Skype is one hell of a convenient tool. It’s easy to use, everybody has it, and the call quality is generally quite good. But for anyone concerned about privacy it’s one of the worst software applications you can use. Here’s three reasons to uninstall it and move on to something else

###1. Skype’s Resolver Bug

A lot of people don’t know it, but Skype dishes out its users’ IP addresses like candy on Halloween. Doing a quick Google search will bring up a long list of services which allow a Skype ID to be queried, returning a historical list of IP addresses from which that ID was last used. With that IP you can do any number of things, ranging from finding their approximate geographic location to launching a DDOS attack against them. Microsoft has known about this problem for years, and has failed to resolve what is a massive hole in their application for user privacy.

###2. The NSA Loves Skype

During 2011 Skype began working with the NSA to increase government access to ‘encrypted’ Skype video calls according to the Snowden documents. As a part of the PRISM program, the NSA has gone on to scoop up Skype chats and calls, both audio and video, in bulk. In fact, nine months after Microsoft bought Skype the amount of data being harvested from the service trippled due to continued effort to break their own systems. As The Guardian Reports, the resulting data is routinely shared with both the FBI and the CIA. In other words, Microsoft is actively working against its users.

###3. Closed Source

After reading the last point, do you really trust Microsoft’s closed-source code on your computer? When a company works to break it’s infrastructure to aid in government surveillance, I don’t believe it’s unreasonable to also think they’re breaking the endpoints. In fact, back in 2013 ArsTechnica found that Skype was actively scanning links sent in what were advertised as private chats. I’m not as radical as many others are when it comes to open-source being a necessity, but clearly Microsoft doesn’t have the track record to be in any way trusted.
But What Can We Move To?

When it comes to call quality, Skype is actually pretty good. But there are three notable projects that are definitely worth checking out. The first is Subrosa, a video call system that works inside your browser. It’s both open source and encrypted end-to-end. It’s no holy grail, but is an excellent alternative to Skype.

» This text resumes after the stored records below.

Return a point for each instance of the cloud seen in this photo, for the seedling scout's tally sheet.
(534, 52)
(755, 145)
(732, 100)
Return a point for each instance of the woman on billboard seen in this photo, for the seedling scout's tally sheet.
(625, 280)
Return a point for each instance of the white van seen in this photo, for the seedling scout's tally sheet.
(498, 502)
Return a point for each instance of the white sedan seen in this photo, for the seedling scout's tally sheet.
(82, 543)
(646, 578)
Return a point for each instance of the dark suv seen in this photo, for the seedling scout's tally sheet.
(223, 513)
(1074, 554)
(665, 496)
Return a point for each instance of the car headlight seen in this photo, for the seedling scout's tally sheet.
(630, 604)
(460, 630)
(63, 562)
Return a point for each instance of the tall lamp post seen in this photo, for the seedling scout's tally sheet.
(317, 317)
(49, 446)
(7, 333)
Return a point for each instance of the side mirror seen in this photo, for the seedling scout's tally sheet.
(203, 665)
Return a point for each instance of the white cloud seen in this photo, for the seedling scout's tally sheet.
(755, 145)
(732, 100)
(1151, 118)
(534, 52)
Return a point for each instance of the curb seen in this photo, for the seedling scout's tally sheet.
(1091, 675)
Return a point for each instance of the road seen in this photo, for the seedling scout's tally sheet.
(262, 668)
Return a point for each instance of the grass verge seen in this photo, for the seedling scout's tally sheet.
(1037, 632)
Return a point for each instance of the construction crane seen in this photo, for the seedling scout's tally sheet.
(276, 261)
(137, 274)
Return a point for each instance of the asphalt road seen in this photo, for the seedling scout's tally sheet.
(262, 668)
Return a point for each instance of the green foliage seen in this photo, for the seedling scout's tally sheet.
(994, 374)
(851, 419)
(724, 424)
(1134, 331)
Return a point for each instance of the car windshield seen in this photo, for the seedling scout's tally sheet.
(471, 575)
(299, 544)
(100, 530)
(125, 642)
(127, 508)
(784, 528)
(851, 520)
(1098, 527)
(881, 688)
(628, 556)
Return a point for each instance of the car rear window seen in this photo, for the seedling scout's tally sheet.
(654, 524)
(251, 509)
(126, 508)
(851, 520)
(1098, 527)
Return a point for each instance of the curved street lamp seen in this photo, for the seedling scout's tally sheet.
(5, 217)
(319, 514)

Tox is quite promising as well, as it operates without any centralized system and instead uses a distributed hash table to connect users directly to each other with end to end encryption. There’s a number of different clients which can be used, but they all lead back to the same piping. It’s absolutely worth checking out, though do note that it hasn’t received a proper audit yet, and from what I’ve heard some of the code could use quite a bit of cleaning.

Lastly, Firefox Hello is a WebRTC based addition to Firefox which allows voice and video calling. As a tool which is built into Firefox by default, this may be the system which ‘wins’ simply because of its ubiquity. Moreover, it doesn’t require the recipient to use Firefox either, so long as they’re using a WebRTC enabled browser such as Chrome. Firefox Hello is definitely still in its early days, but with a giant like Mozilla behind it I have little doubt that given time it will be a very viable Skype alternative.